Morse is an entertaining speaker and the show was fun to sit through. Her soothing voice, smooth transitions and amusing narratives made this presentation a crowd pleaser. Her warmth and talent for getting a message across, however, was wasted when she spoke about things unrelated to pumas. In fact, very little of this 60 minute program had to do with cougars reoccupying the region despite what the sponsors promised. The show really was about Sue Morse's photographic abilities which are considerable. A majority of the photos that covered subjects like tracks, scrapes, and body sizes were ones she had taken herself but few had any kind of text or subject titles to embellish her story line. Her skills with a camera were brilliantly showcased but a Google search would have given her a better selection of photos and maps on subjects like predation or dispersal that received little or no coverage.

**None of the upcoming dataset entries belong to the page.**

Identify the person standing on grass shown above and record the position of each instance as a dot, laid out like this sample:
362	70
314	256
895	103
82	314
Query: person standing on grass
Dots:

“Errors and omissions” might be too strong a phrase to describe her PowerPoint program -although important information was overlooked or ignored-but I wouldn’t hesitate to portray it as "style over substance". The program flyer emphasized cougars reappearing in this part of the country but you’d never know it judging by the content. Locals from the Berkshires sitting in this college theater who expected to hear Morse provide lots of information about mountain lions stalking their prey on the outskirts of small towns of New England must have been disappointed. She barely mentioned examples of irrefutable evidence that had been found over the last 50 years such as the Milford road kill which got only a passing comment and that was during Q&A. McCarter’s confirmation and photos of recent tracks Mass Wildlife discovered in the Quabbin didn’t come up either. Morse told the listeners a story about a biologist from Vermont tracking a female cougar and kittens but she didn’t provide details. Since this discovery is one of a handful of examples of natural reproduction by cougars in New England this isn’t a minor point. Curiously, there was virtually nothing about Canadian pumas dispersing south into New England. Given the proximity of Quebec and Ontario to NE it is reasonable to suspect some cougars here may have come from the north. Perhaps she isn’t aware of the number of mountain lions provincial officials think are present (hundreds) or she didn’t have access to the important studies in Quebec and New Brunswick. In any event, this presentation barely touched upon the subject of re-colonization of the Northeast by puma concolor. Rather than giving audience members clues about closely guarded secrets experts like her are privy to, she played it safe.